With the rise of new-IT backed companies in almost every segment; from retail to financial institutions, more traditional companies are often forced in change or perish strategies.
Where the business strengths of newer competitors are often enforced by strong, serial startup developers, able to integrate the experience of previous failures into completely new stacks. Older companies’ businesses often rely on legacy software, composed into monolithic software stacks, with a team morale pushing talent out of the companies faster then they can persuade new recruits.
As internet facing services are becoming the most crucial factor in a company’s business value, it’s becoming harder and harder for more traditional companies to keep up. Performance issues through the lack of elasticity in software stacks, lack of business flexibility through technical impediments and overall lack of agility through long development cycles.
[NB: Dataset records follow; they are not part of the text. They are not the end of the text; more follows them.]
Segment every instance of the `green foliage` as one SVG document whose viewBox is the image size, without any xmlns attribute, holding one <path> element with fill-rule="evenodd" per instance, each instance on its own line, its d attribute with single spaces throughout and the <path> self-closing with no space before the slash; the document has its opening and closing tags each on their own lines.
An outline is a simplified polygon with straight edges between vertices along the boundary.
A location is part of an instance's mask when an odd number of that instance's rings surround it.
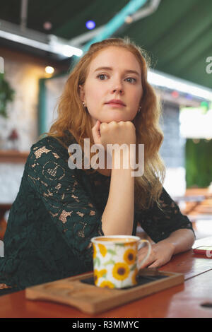
<svg viewBox="0 0 212 332">
<path fill-rule="evenodd" d="M 15 91 L 11 88 L 8 82 L 0 73 L 0 115 L 7 117 L 6 106 L 8 102 L 13 100 Z"/>
<path fill-rule="evenodd" d="M 187 140 L 186 181 L 187 188 L 205 188 L 210 185 L 212 182 L 212 140 Z"/>
</svg>

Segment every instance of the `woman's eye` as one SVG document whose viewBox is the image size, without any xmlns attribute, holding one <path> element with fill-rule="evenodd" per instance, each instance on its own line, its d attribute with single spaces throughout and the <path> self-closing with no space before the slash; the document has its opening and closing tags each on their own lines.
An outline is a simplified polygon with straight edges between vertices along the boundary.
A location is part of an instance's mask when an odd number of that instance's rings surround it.
<svg viewBox="0 0 212 332">
<path fill-rule="evenodd" d="M 107 78 L 107 75 L 106 75 L 105 73 L 100 73 L 98 76 L 98 78 L 100 78 L 100 80 L 101 80 L 101 81 L 104 81 L 106 78 Z"/>
<path fill-rule="evenodd" d="M 129 83 L 136 83 L 136 78 L 134 78 L 133 77 L 128 77 L 127 78 L 125 79 L 125 81 L 126 81 L 126 82 L 129 82 Z"/>
</svg>

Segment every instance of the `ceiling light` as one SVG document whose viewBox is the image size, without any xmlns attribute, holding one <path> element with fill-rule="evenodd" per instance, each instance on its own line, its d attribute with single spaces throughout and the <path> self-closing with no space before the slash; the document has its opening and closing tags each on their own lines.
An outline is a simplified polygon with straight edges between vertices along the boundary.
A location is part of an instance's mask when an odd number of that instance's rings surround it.
<svg viewBox="0 0 212 332">
<path fill-rule="evenodd" d="M 93 20 L 87 20 L 86 26 L 88 30 L 94 29 L 95 27 L 95 23 Z"/>
<path fill-rule="evenodd" d="M 212 100 L 212 90 L 204 88 L 197 84 L 182 80 L 170 75 L 162 75 L 156 71 L 148 72 L 148 81 L 150 84 L 164 87 L 183 93 L 189 93 L 207 100 Z"/>
<path fill-rule="evenodd" d="M 47 66 L 45 68 L 45 72 L 47 73 L 53 73 L 54 71 L 54 69 L 53 67 L 51 67 L 51 66 Z"/>
</svg>

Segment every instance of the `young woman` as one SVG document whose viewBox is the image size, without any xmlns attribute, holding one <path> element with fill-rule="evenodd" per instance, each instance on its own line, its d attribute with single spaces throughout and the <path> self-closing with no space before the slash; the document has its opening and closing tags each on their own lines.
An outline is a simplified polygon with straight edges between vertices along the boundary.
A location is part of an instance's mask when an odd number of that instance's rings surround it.
<svg viewBox="0 0 212 332">
<path fill-rule="evenodd" d="M 58 111 L 47 136 L 32 146 L 10 212 L 1 287 L 23 289 L 91 271 L 90 239 L 135 235 L 139 223 L 155 242 L 146 266 L 159 267 L 190 249 L 192 224 L 163 187 L 160 109 L 147 82 L 143 52 L 128 40 L 91 45 L 71 73 Z M 85 138 L 90 148 L 103 147 L 105 167 L 69 167 L 69 147 L 83 150 Z M 136 149 L 131 156 L 123 150 L 116 167 L 116 149 L 108 151 L 108 144 Z M 129 159 L 138 160 L 139 144 L 144 174 L 133 177 Z"/>
</svg>

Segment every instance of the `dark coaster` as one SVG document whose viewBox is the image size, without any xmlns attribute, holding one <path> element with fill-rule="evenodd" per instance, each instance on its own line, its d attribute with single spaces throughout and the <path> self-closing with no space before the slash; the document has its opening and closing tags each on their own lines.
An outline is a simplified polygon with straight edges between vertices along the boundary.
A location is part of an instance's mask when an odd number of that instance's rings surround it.
<svg viewBox="0 0 212 332">
<path fill-rule="evenodd" d="M 152 283 L 153 281 L 157 281 L 159 280 L 160 279 L 164 279 L 165 278 L 167 278 L 168 275 L 138 275 L 137 277 L 137 280 L 138 280 L 138 284 L 135 285 L 134 286 L 131 287 L 126 287 L 125 288 L 116 288 L 117 290 L 127 290 L 129 288 L 133 288 L 135 287 L 141 286 L 141 285 L 145 285 L 148 283 Z M 81 279 L 80 280 L 81 283 L 88 283 L 89 285 L 95 285 L 94 284 L 94 280 L 93 277 L 90 277 L 90 278 L 86 278 L 86 279 Z"/>
</svg>

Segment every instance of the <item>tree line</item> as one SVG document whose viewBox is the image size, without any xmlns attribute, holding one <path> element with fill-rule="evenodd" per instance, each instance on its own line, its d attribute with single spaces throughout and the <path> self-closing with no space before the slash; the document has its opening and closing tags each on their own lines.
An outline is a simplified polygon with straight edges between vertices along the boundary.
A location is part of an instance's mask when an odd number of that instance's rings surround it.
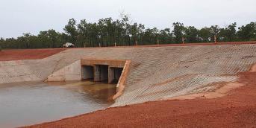
<svg viewBox="0 0 256 128">
<path fill-rule="evenodd" d="M 82 19 L 77 22 L 69 19 L 63 33 L 51 29 L 40 31 L 38 35 L 24 33 L 17 38 L 0 39 L 2 48 L 61 48 L 65 42 L 75 47 L 122 46 L 191 42 L 235 42 L 256 40 L 256 22 L 240 26 L 237 23 L 225 28 L 212 25 L 198 29 L 184 26 L 183 23 L 172 24 L 173 30 L 146 28 L 143 24 L 131 22 L 128 16 L 120 19 L 101 19 L 98 22 Z"/>
</svg>

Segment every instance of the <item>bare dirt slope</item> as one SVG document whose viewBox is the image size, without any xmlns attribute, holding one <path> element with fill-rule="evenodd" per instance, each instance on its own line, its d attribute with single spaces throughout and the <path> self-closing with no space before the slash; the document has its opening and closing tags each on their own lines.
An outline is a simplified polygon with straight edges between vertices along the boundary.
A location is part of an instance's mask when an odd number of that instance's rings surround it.
<svg viewBox="0 0 256 128">
<path fill-rule="evenodd" d="M 161 100 L 110 108 L 27 127 L 256 127 L 256 72 L 219 98 Z"/>
<path fill-rule="evenodd" d="M 3 50 L 0 51 L 0 61 L 43 59 L 64 50 L 65 48 Z"/>
</svg>

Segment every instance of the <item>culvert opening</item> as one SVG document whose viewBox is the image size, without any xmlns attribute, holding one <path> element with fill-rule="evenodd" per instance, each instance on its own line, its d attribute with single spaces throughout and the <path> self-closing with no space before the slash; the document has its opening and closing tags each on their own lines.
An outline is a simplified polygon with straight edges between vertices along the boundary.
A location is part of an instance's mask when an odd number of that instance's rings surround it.
<svg viewBox="0 0 256 128">
<path fill-rule="evenodd" d="M 94 70 L 94 81 L 104 82 L 108 80 L 108 65 L 96 65 Z"/>
<path fill-rule="evenodd" d="M 81 68 L 82 68 L 82 71 L 81 71 L 82 80 L 93 80 L 94 78 L 93 66 L 82 65 Z"/>
</svg>

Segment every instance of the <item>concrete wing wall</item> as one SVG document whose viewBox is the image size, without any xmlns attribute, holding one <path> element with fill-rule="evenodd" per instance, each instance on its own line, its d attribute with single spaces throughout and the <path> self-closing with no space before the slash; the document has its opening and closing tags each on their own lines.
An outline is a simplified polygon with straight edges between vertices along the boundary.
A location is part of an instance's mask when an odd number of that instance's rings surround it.
<svg viewBox="0 0 256 128">
<path fill-rule="evenodd" d="M 48 77 L 47 81 L 68 81 L 81 80 L 81 60 L 69 65 Z"/>
</svg>

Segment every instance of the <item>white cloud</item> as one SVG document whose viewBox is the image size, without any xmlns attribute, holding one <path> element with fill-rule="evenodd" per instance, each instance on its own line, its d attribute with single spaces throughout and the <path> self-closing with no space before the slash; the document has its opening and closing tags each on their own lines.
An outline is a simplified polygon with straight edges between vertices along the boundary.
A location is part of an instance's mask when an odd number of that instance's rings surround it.
<svg viewBox="0 0 256 128">
<path fill-rule="evenodd" d="M 96 22 L 125 10 L 146 27 L 170 28 L 174 22 L 197 28 L 256 22 L 255 0 L 0 0 L 0 36 L 40 31 L 61 31 L 69 18 Z"/>
</svg>

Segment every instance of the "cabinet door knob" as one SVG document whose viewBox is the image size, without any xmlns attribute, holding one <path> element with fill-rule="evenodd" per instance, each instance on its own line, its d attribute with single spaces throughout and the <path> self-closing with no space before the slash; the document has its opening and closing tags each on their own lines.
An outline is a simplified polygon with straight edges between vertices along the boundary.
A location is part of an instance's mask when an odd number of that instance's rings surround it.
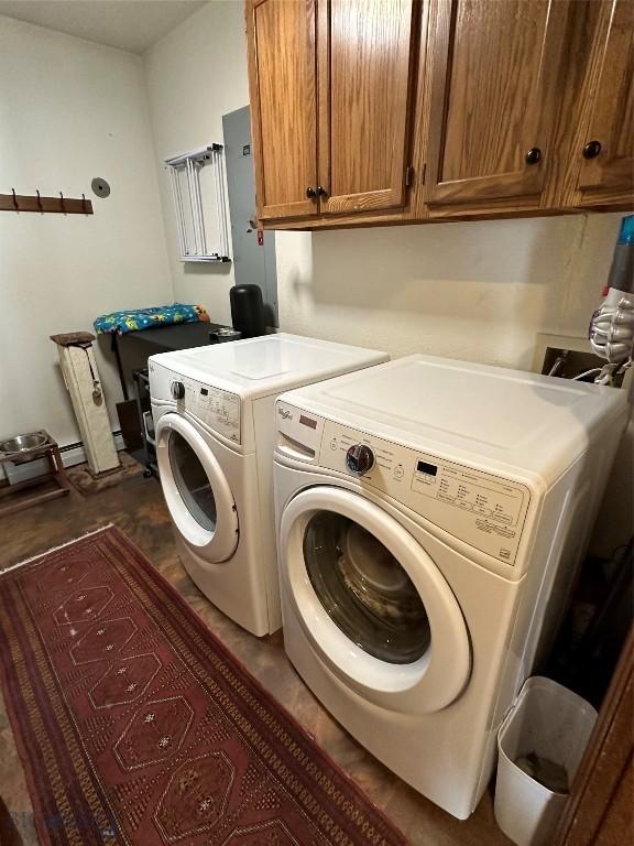
<svg viewBox="0 0 634 846">
<path fill-rule="evenodd" d="M 583 155 L 583 159 L 597 159 L 600 152 L 601 152 L 600 141 L 588 141 L 588 143 L 583 148 L 582 155 Z"/>
<path fill-rule="evenodd" d="M 538 147 L 532 147 L 526 153 L 526 164 L 537 164 L 542 161 L 542 150 Z"/>
</svg>

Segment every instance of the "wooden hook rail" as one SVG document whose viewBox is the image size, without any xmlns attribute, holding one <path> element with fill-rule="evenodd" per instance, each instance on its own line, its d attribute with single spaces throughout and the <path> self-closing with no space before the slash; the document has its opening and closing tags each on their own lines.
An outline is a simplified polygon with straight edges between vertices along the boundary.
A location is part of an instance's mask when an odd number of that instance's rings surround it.
<svg viewBox="0 0 634 846">
<path fill-rule="evenodd" d="M 59 192 L 58 197 L 42 197 L 40 192 L 36 194 L 0 194 L 0 212 L 40 212 L 40 214 L 61 214 L 61 215 L 91 215 L 92 203 L 81 198 L 65 197 Z"/>
</svg>

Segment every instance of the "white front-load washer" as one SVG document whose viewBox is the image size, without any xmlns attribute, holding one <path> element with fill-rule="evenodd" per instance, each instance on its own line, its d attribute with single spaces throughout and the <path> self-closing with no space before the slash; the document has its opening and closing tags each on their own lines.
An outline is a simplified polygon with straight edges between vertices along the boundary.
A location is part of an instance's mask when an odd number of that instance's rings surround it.
<svg viewBox="0 0 634 846">
<path fill-rule="evenodd" d="M 158 471 L 181 557 L 203 593 L 254 634 L 282 625 L 275 399 L 387 358 L 282 333 L 150 358 Z"/>
<path fill-rule="evenodd" d="M 277 401 L 286 652 L 457 817 L 554 633 L 626 414 L 613 388 L 424 356 Z"/>
</svg>

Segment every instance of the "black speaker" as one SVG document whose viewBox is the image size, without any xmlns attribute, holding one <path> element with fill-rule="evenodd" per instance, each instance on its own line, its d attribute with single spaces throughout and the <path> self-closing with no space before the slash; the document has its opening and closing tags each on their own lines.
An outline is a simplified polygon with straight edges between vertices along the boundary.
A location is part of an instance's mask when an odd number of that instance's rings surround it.
<svg viewBox="0 0 634 846">
<path fill-rule="evenodd" d="M 264 303 L 259 285 L 233 285 L 229 292 L 231 322 L 243 338 L 266 334 Z"/>
</svg>

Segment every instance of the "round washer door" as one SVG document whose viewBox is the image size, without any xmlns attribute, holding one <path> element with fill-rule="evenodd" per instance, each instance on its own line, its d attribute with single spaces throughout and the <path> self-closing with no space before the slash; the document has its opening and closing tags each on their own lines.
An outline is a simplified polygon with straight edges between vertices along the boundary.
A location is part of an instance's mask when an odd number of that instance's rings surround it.
<svg viewBox="0 0 634 846">
<path fill-rule="evenodd" d="M 471 649 L 445 577 L 393 517 L 358 494 L 316 486 L 282 516 L 282 578 L 313 648 L 364 698 L 424 714 L 464 687 Z"/>
<path fill-rule="evenodd" d="M 238 545 L 236 502 L 203 435 L 181 414 L 164 414 L 156 458 L 167 508 L 185 542 L 206 561 L 227 561 Z"/>
</svg>

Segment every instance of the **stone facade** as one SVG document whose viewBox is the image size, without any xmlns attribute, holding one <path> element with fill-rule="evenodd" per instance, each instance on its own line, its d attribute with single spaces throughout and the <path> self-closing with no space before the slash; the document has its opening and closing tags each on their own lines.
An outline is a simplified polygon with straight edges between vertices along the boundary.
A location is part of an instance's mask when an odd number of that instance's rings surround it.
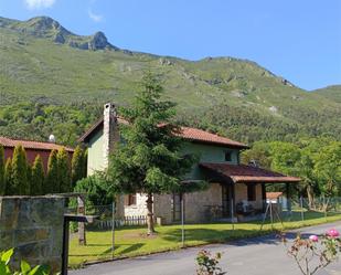
<svg viewBox="0 0 341 275">
<path fill-rule="evenodd" d="M 136 204 L 125 205 L 125 216 L 147 215 L 147 194 L 136 194 Z"/>
<path fill-rule="evenodd" d="M 0 197 L 0 251 L 15 248 L 14 265 L 62 266 L 64 198 Z"/>
<path fill-rule="evenodd" d="M 243 200 L 247 201 L 247 186 L 244 183 L 235 184 L 235 203 L 242 202 Z M 262 198 L 262 184 L 256 184 L 256 200 L 248 201 L 249 204 L 254 207 L 254 209 L 263 208 L 263 198 Z"/>
<path fill-rule="evenodd" d="M 137 203 L 135 205 L 125 205 L 125 215 L 146 215 L 146 194 L 137 193 Z M 210 216 L 210 208 L 223 207 L 223 190 L 221 183 L 210 183 L 210 188 L 200 192 L 184 193 L 184 219 L 187 223 L 206 222 Z M 247 187 L 244 183 L 235 184 L 235 204 L 241 201 L 247 201 Z M 256 184 L 256 201 L 249 201 L 255 209 L 262 210 L 262 184 Z M 179 205 L 180 207 L 180 205 Z M 173 194 L 154 194 L 153 195 L 153 214 L 154 219 L 162 218 L 164 224 L 174 222 L 174 197 Z"/>
<path fill-rule="evenodd" d="M 143 215 L 147 214 L 146 194 L 137 194 L 137 204 L 125 207 L 125 215 Z M 205 222 L 207 216 L 207 207 L 222 207 L 222 187 L 220 183 L 210 183 L 210 188 L 200 192 L 183 194 L 184 218 L 188 223 Z M 162 218 L 164 224 L 174 221 L 174 197 L 173 194 L 154 194 L 153 195 L 153 214 L 154 219 Z M 178 205 L 180 208 L 180 204 Z"/>
</svg>

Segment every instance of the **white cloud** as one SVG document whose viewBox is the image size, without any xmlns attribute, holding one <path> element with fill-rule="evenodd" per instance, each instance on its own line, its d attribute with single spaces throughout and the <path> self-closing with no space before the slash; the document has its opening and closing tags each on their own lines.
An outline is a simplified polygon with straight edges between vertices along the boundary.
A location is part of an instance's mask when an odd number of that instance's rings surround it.
<svg viewBox="0 0 341 275">
<path fill-rule="evenodd" d="M 94 20 L 95 22 L 100 22 L 104 18 L 100 14 L 95 14 L 92 9 L 88 9 L 87 11 L 88 17 Z"/>
</svg>

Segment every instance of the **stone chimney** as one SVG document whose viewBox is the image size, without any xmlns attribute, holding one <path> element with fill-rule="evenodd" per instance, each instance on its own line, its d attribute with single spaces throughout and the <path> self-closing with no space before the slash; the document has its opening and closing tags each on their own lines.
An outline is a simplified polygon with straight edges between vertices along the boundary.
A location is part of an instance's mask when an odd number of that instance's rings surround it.
<svg viewBox="0 0 341 275">
<path fill-rule="evenodd" d="M 103 113 L 103 159 L 104 168 L 108 168 L 109 155 L 119 140 L 116 107 L 111 103 L 104 105 Z"/>
</svg>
And while a complete redesign or rebuild of underlying software stacks would probably be the best approach to gain back performance and overall developer satisfaction, it will carve a big chunk out of a company’s resources. Besides that, successfully redesigning a complete system in parallel with normal business stays a big bet.
A common interpretation of the strengths of microservices is formed around the idea of scalability: by sharding application logic into multiple smaller components, overall vertical and horizontal scalability can be improved were it hurts. And while elasticity is a trait which occurs when systems are composed of independent services. The true strengths of microservices go far deeper than runtime performance.